Metal–support interactions in Pt/Al2O3 and Pd/Al2O3 catalysts for CO oxidation

Platinum and palladium catalysts supported on γ-Al2O3 were studied by XRD, UV–vis DRS, HRTEM, TPR-H2, XPS together with measurements of their catalytic properties. The properties of the catalysts denoted as Pt(Pd)/Al2O3(X)-Y (X—the calcination temperature of support, °C; Y—the calcination temperature of catalyst, °C) were studied as a function of the temperatures used for calcination of the support and/or the catalyst in oxygen or in a reaction mixture of CO + O2. It was found that the deposition of Pt or Pd on γ-Al2O3 did not alter the structure of the support. Two types of the Pt and Pd particles were typically present on the γ-Al2O3 surface: individual particles with dimensions of 1.5–3 nm and agglomerates about 100 nm in size. In the catalysts calcined at relatively low temperatures (Pt/Al2O3(550)-450), platinum was present in the form of metal clusters. However, in the Pd/Al2O3(550)-450 catalyst, the palladium particles were almost completely decorated with a thin layer of an aluminate phase. These structures are not reduced in hydrogen in the temperature range of −15 to 450 °C, and are stable to treatment in a reaction mixture of CO + O2. Pd deposition on the γ-Al2O3-800 support was found to result in stabilization of the active component in two main forms, Pdo and PdO, with varying degrees of interaction due to the decoration effect. Calcination at the low temperature of 550 °C led to the formation of a so-called “core–shell structure”, where a palladium metal core is covered with a thin shell of an aluminate phase.

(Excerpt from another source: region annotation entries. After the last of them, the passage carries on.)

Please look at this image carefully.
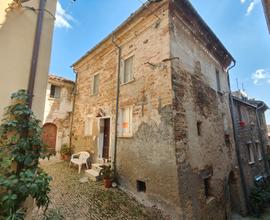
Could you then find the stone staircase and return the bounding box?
[85,163,103,181]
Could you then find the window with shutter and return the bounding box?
[50,85,61,99]
[120,56,134,84]
[118,108,132,137]
[84,116,93,136]
[92,74,99,95]
[247,143,255,164]
[255,142,262,160]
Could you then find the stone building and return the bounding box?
[71,0,239,219]
[0,0,56,120]
[262,0,270,33]
[232,92,269,211]
[43,75,75,152]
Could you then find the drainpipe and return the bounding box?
[69,69,78,150]
[112,34,122,173]
[227,60,250,211]
[256,103,269,176]
[27,0,47,108]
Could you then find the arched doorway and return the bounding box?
[42,123,57,153]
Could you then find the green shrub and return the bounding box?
[0,90,51,219]
[60,144,73,156]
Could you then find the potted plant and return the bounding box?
[99,165,114,188]
[60,144,72,160]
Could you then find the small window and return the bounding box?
[247,143,255,164]
[203,177,211,198]
[84,116,93,136]
[197,121,202,136]
[121,56,134,84]
[92,74,99,95]
[137,180,146,192]
[50,85,61,99]
[255,142,262,160]
[216,69,221,92]
[118,107,132,137]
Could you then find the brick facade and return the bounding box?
[72,0,243,219]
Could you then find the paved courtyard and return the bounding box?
[33,158,167,220]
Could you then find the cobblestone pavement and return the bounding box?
[33,158,168,220]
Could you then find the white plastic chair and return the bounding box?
[69,151,90,173]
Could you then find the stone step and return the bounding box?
[85,169,100,181]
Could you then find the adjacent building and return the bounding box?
[43,75,75,152]
[232,91,269,211]
[71,0,245,219]
[0,0,56,120]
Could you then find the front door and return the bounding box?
[42,123,57,152]
[102,118,110,159]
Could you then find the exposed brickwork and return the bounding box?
[72,1,238,219]
[33,158,169,220]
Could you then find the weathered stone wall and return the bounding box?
[234,100,267,193]
[170,3,239,219]
[72,1,181,216]
[43,76,74,152]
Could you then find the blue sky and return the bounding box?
[50,0,270,123]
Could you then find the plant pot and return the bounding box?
[63,155,70,161]
[103,179,112,188]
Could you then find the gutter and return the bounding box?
[227,60,250,212]
[112,34,122,173]
[69,69,78,150]
[27,0,47,108]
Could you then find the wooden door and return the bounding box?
[42,123,57,152]
[102,118,110,159]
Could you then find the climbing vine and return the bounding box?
[0,90,51,219]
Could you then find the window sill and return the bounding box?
[120,78,135,86]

Depending on the calcination temperature of the catalyst in the range of 450–1000 °C, the morphological form of the active component was converted from the “core-shell” state to a state consisting of two phases, Pdo and PdO, with a gradual decrease of the Pdo/PdO ratio, weakening the interaction with the support and the growth of palladium particles. Under the action of the reaction mixture, the Pd/Al2O3(800)-(450,600,800,1000) catalysts underwent changes in the Pdo/PdO ratio, which regulates the light-off temperature. After catalyst calcination at the highest temperature used in this study, 1200 °C, the palladium particles became much larger due to the loss of the palladium interaction with the support. Only the metal phase of palladium was observed in these catalysts, and their catalytic activity decreases substantially.